A study published on Tuesday in the open-access journal PLOS Biology said exercise could heat up the hypothalamus to drive down food intake.
Short-term appetite suppression is a well-known consequence of vigorous exercise, but the physiological mechanism behind it has been unclear, according to Jae Hoon Jeong, the paper's first author.
Scientists suggested that one likely mediator of the effect was the hypothalamus, a region of the forebrain that integrates many different kinds of signals from the body, including hormones, nutrients, and temperature, to produce homeostatic responses such as feeding or food avoidance.
Many of those responses are driven by cells of the hypothalamic arcuate nucleus, but these cells have not previously been shown to possess a key temperature sensor found elsewhere in the hypothalamus, called the TRPV1-like receptor or transient receptor potential vanilloid 1 receptor-like receptor).
The authors first showed that food-suppressing proopiomelanocortin (POMC) neurons in the arcuate nucleus express these receptors.
Next, they showed that POMC neuron activity increased in response to a rise in temperature.

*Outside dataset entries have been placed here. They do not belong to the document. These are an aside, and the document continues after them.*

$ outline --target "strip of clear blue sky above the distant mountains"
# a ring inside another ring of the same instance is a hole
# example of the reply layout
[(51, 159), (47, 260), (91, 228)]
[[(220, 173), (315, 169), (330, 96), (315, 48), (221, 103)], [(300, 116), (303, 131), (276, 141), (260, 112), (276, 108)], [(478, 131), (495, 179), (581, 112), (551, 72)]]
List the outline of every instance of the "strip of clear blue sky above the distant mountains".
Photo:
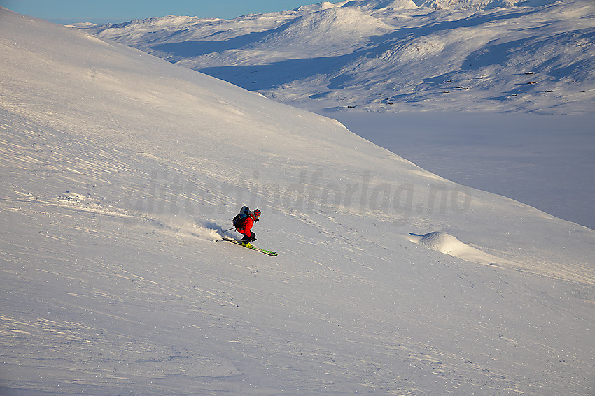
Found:
[[(164, 15), (233, 18), (291, 10), (323, 0), (0, 0), (17, 13), (52, 22), (125, 22)], [(331, 0), (336, 2), (338, 0)]]

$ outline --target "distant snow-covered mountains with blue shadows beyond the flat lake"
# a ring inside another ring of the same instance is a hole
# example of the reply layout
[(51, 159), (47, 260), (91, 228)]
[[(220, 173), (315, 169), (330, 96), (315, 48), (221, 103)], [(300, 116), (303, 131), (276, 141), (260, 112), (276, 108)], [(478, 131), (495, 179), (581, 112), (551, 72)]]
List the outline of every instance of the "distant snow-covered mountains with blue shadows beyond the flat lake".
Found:
[(595, 107), (591, 0), (340, 1), (89, 31), (316, 111)]

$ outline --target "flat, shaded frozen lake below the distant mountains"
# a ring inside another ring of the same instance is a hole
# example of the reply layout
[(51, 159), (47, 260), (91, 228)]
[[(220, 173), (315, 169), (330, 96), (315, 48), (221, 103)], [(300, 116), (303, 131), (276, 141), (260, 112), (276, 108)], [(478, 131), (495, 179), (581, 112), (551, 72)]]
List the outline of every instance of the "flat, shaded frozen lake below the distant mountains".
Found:
[(595, 115), (321, 114), (446, 179), (595, 229)]

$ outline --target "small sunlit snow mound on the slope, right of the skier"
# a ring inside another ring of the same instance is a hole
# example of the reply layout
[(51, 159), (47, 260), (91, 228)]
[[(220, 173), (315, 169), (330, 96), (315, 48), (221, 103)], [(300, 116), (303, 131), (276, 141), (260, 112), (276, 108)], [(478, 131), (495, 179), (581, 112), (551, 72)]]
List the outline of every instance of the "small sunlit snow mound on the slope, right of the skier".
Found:
[(509, 261), (503, 260), (491, 254), (485, 253), (475, 247), (470, 247), (468, 244), (461, 242), (456, 237), (441, 232), (427, 233), (424, 235), (417, 235), (409, 233), (409, 240), (421, 244), (428, 249), (440, 251), (440, 253), (449, 254), (458, 258), (462, 258), (466, 261), (472, 261), (479, 264), (496, 264), (496, 263), (508, 263)]

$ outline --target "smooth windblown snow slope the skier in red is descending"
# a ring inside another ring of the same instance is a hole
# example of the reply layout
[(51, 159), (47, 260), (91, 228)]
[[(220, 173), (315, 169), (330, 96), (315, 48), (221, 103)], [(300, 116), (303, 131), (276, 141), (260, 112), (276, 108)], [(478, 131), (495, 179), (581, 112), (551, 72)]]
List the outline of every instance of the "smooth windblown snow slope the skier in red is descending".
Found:
[[(0, 31), (2, 395), (592, 393), (592, 230), (139, 50)], [(279, 256), (214, 242), (241, 205)]]

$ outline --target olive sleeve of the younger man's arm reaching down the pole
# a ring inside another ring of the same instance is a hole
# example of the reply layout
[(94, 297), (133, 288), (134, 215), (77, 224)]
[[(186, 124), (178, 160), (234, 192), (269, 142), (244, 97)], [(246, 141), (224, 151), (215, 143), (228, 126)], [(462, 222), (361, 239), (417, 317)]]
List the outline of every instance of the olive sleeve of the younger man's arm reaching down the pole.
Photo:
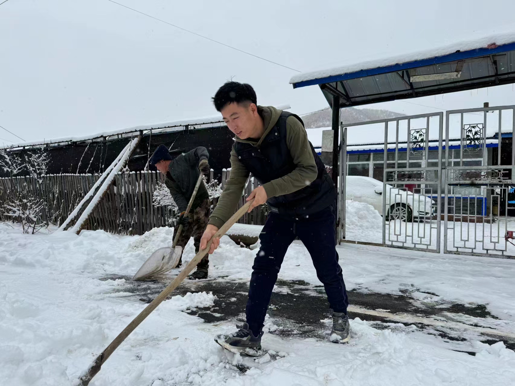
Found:
[(239, 200), (243, 195), (245, 182), (249, 177), (249, 171), (238, 160), (234, 148), (231, 151), (231, 175), (226, 181), (224, 191), (218, 198), (216, 208), (213, 210), (209, 223), (215, 225), (218, 229), (225, 224), (227, 220), (234, 214)]

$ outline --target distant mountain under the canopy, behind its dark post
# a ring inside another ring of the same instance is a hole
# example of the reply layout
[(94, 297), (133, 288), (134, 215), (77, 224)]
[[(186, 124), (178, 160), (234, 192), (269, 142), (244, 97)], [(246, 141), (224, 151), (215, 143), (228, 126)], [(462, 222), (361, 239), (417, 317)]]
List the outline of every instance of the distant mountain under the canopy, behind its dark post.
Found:
[[(330, 127), (331, 126), (331, 109), (317, 111), (311, 114), (301, 116), (306, 128), (315, 129), (317, 127)], [(356, 109), (353, 107), (346, 107), (341, 109), (340, 121), (344, 124), (354, 124), (356, 122), (364, 122), (367, 120), (387, 119), (403, 117), (405, 114), (396, 113), (389, 110), (377, 109)]]

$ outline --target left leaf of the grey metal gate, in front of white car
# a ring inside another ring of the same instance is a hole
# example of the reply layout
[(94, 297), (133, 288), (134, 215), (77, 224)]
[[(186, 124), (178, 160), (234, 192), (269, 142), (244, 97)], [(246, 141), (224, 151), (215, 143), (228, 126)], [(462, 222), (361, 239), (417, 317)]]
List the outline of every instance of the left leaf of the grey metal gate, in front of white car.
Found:
[[(373, 173), (370, 174), (375, 179), (347, 178), (348, 134), (366, 131), (371, 126), (375, 126), (375, 137), (381, 145), (384, 139), (382, 150), (371, 153), (372, 161), (379, 161), (370, 164), (373, 165)], [(381, 127), (384, 135), (379, 136), (377, 130)], [(438, 160), (443, 155), (443, 113), (342, 125), (340, 131), (340, 241), (439, 253), (442, 178)], [(382, 183), (377, 181), (379, 179)], [(371, 242), (367, 236), (365, 240), (347, 237), (351, 230), (346, 227), (346, 200), (350, 200), (349, 205), (354, 204), (351, 201), (367, 203), (369, 200), (368, 203), (382, 215), (381, 238), (376, 234), (375, 242)]]

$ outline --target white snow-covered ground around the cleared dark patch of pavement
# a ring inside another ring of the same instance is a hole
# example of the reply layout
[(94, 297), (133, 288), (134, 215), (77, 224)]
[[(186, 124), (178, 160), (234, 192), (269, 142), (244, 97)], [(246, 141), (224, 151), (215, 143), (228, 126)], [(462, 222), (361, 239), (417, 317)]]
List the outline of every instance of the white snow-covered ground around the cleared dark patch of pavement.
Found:
[[(124, 279), (100, 278), (134, 274), (151, 252), (171, 243), (172, 236), (168, 228), (143, 236), (102, 231), (24, 235), (17, 227), (0, 223), (0, 384), (75, 384), (96, 355), (145, 307), (116, 291), (124, 287)], [(515, 332), (515, 261), (355, 244), (340, 245), (338, 253), (349, 290), (401, 294), (408, 288), (419, 302), (484, 304), (499, 319), (476, 318), (475, 323)], [(193, 255), (189, 243), (184, 260)], [(254, 255), (225, 236), (210, 258), (210, 274), (245, 282)], [(288, 249), (280, 278), (320, 284), (300, 242)], [(183, 312), (209, 307), (214, 300), (213, 294), (200, 292), (163, 302), (90, 384), (504, 386), (515, 382), (515, 353), (502, 342), (462, 343), (476, 353), (471, 356), (453, 351), (449, 342), (415, 326), (384, 324), (381, 330), (374, 327), (376, 323), (357, 318), (351, 321), (353, 338), (346, 345), (265, 334), (268, 355), (258, 361), (235, 356), (213, 341), (215, 334), (233, 329), (234, 321), (209, 324)], [(249, 370), (238, 370), (242, 364)]]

This response could be prevented either by blocking the receptor with a chemical antagonist or preventing its expression through genetic means.
When capsaicin, a hot pepper extract that also activates the TRPV1-like receptor was administered into the arcuate nucleus, the mice reduced the amount of food they ate for up to 12 hours.

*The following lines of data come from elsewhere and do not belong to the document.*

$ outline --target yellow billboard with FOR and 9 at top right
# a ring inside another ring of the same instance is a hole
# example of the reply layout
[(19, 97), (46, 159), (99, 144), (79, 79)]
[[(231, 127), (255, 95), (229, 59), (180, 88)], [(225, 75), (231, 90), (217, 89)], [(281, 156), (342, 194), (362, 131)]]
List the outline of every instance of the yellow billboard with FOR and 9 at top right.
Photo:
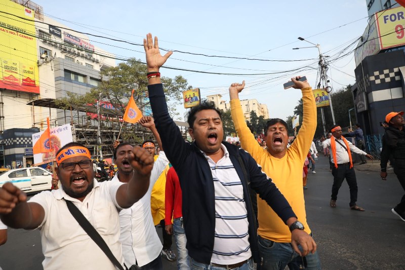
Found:
[(405, 44), (405, 8), (398, 7), (377, 13), (381, 49)]

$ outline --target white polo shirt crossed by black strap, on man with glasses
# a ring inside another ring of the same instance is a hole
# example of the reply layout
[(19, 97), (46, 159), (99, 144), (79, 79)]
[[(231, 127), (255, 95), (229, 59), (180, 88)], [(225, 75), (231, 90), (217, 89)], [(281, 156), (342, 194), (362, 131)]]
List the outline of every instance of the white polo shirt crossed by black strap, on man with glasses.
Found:
[(121, 184), (111, 181), (98, 183), (94, 180), (94, 188), (83, 202), (68, 196), (63, 188), (43, 191), (29, 200), (45, 210), (44, 221), (38, 226), (45, 270), (116, 269), (69, 212), (65, 200), (73, 202), (97, 229), (115, 258), (124, 263), (119, 242), (118, 211), (121, 208), (116, 201), (116, 192)]

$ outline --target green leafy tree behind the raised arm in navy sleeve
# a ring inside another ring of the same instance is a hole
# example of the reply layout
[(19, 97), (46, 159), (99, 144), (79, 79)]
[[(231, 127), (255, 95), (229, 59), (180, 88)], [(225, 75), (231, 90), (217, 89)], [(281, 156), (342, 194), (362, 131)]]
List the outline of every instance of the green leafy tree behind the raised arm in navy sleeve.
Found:
[[(98, 100), (105, 101), (111, 103), (115, 108), (115, 110), (110, 110), (111, 113), (115, 114), (114, 117), (107, 118), (107, 121), (112, 121), (111, 119), (118, 121), (118, 118), (125, 112), (132, 90), (134, 90), (134, 100), (141, 111), (150, 105), (147, 99), (148, 80), (146, 73), (146, 65), (135, 58), (131, 58), (125, 63), (101, 70), (101, 82), (98, 87), (91, 89), (90, 92), (84, 95), (67, 92), (66, 97), (57, 100), (56, 103), (66, 109), (70, 108), (71, 105), (83, 107), (83, 104), (95, 108)], [(169, 112), (174, 117), (178, 115), (176, 106), (181, 104), (182, 91), (187, 89), (187, 80), (179, 75), (175, 78), (161, 77), (161, 81), (168, 100)], [(136, 135), (139, 132), (129, 128), (131, 126), (127, 123), (123, 126), (121, 132), (123, 138), (139, 141)]]

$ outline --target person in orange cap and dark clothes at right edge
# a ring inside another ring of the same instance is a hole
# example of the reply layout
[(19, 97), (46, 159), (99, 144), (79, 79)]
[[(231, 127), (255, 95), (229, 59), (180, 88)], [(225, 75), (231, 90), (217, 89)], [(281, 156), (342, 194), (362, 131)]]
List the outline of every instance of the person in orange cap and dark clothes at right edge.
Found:
[[(403, 111), (390, 112), (385, 117), (388, 127), (382, 139), (381, 149), (381, 173), (383, 180), (387, 179), (387, 163), (392, 155), (395, 162), (392, 163), (394, 173), (399, 180), (403, 190), (405, 190), (405, 120), (402, 117)], [(397, 215), (402, 221), (405, 221), (405, 195), (401, 202), (391, 209), (392, 213)]]

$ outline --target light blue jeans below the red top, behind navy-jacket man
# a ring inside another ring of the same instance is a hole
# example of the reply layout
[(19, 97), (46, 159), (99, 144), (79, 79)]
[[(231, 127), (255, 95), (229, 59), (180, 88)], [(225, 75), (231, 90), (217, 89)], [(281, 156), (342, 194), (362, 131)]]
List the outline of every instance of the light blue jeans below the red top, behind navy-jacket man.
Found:
[(188, 258), (188, 251), (186, 249), (186, 233), (184, 232), (183, 218), (175, 218), (173, 220), (173, 235), (177, 247), (177, 269), (188, 270), (190, 263)]

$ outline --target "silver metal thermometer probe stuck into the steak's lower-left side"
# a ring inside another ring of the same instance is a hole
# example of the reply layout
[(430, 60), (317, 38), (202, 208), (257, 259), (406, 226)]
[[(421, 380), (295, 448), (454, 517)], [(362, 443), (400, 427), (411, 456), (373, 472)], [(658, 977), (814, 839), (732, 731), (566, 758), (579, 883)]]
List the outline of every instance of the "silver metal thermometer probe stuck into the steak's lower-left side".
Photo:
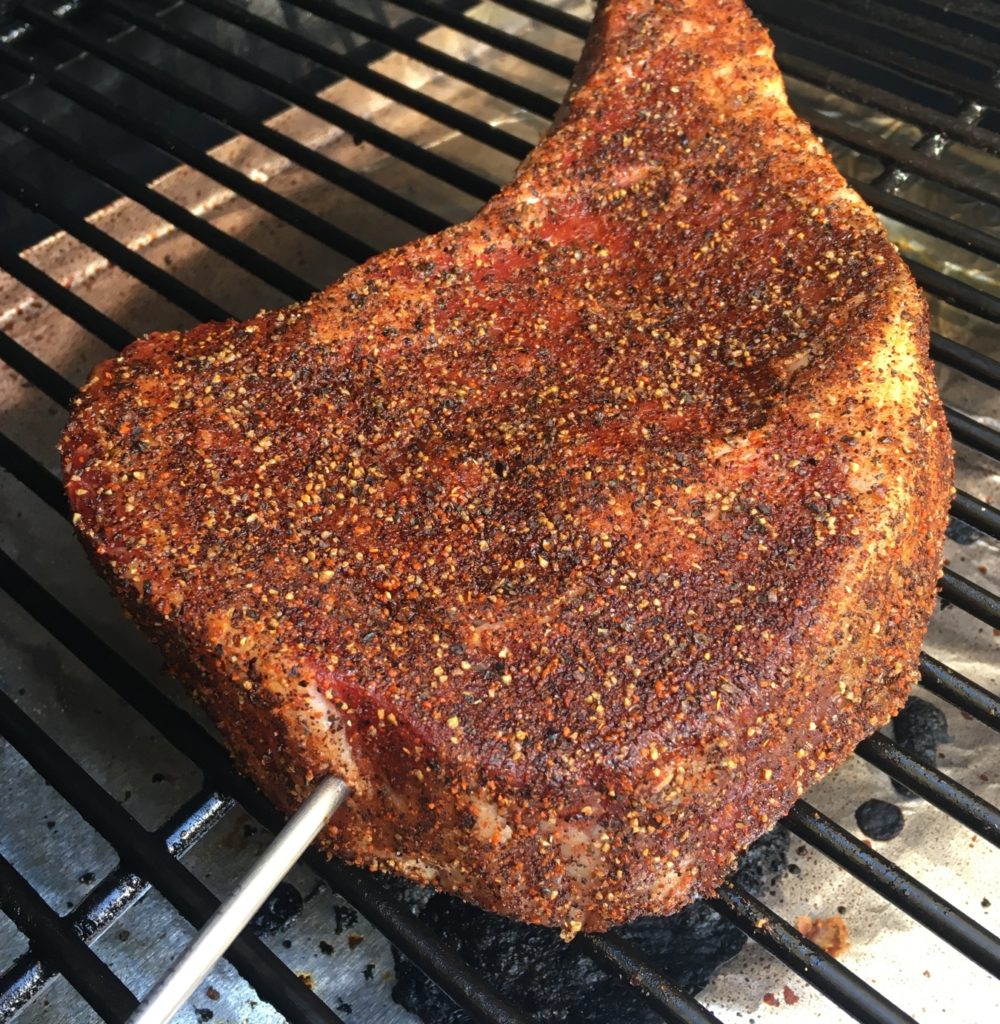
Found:
[(235, 892), (212, 914), (180, 959), (139, 1004), (128, 1024), (168, 1024), (172, 1020), (350, 792), (343, 779), (332, 775), (316, 786)]

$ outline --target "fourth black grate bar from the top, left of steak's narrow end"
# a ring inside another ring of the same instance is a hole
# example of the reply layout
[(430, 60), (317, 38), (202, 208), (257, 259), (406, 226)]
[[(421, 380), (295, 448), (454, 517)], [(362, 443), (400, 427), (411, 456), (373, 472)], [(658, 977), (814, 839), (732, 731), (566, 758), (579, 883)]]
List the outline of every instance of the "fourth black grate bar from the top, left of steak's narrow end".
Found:
[(366, 65), (342, 57), (336, 51), (314, 42), (307, 36), (300, 36), (267, 20), (267, 18), (252, 14), (242, 7), (234, 7), (229, 2), (219, 2), (219, 0), (188, 0), (188, 3), (216, 14), (232, 25), (238, 25), (248, 32), (252, 32), (277, 46), (294, 53), (301, 53), (310, 60), (358, 82), (380, 95), (387, 96), (410, 110), (419, 111), (439, 124), (454, 128), (469, 138), (483, 142), (509, 157), (522, 160), (531, 152), (530, 142), (517, 135), (512, 135), (503, 128), (496, 128), (486, 121), (481, 121), (479, 118), (451, 106), (449, 103), (444, 103), (418, 89), (402, 85), (395, 79), (373, 71)]

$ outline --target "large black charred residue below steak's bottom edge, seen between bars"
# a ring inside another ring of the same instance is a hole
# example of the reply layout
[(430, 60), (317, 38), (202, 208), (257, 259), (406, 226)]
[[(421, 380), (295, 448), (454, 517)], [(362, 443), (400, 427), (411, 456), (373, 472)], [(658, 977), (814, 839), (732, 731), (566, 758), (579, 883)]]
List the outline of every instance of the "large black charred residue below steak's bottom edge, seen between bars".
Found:
[[(775, 828), (743, 855), (735, 878), (755, 896), (774, 889), (785, 871), (788, 834)], [(418, 900), (418, 905), (420, 901)], [(453, 896), (432, 896), (422, 921), (444, 935), (505, 995), (518, 998), (538, 1024), (606, 1024), (662, 1020), (638, 989), (622, 985), (563, 942), (558, 931), (522, 925)], [(669, 918), (642, 918), (613, 929), (675, 984), (695, 993), (732, 959), (746, 936), (702, 901)], [(470, 1024), (471, 1018), (418, 968), (393, 950), (393, 998), (425, 1024)]]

This effect could be mitigated by blocking the receptor or preventing its expression before capsaicin administration.
Finally, the authors showed that exercise increased the temperature in the arcuate nucleus within 20 minutes of the onset of exercise, and that temperature remained elevated for more than one hour.
At the end of 40 minutes of exercise, mice spontaneously reduced their food intake by about 50 percent compared to non-exercised mice. Blocking the receptor or preventing its expression abolished this difference.
"Our results support the interpretation that arcuate nucleus cells of the hypothalamus have the ability to respond not only to hormones and nutrients, but also to temperature," Young-Hwan Jo, the paper's senior author, said. "We believe these cells are likely to play a role in suppressing food intake in response to exercise."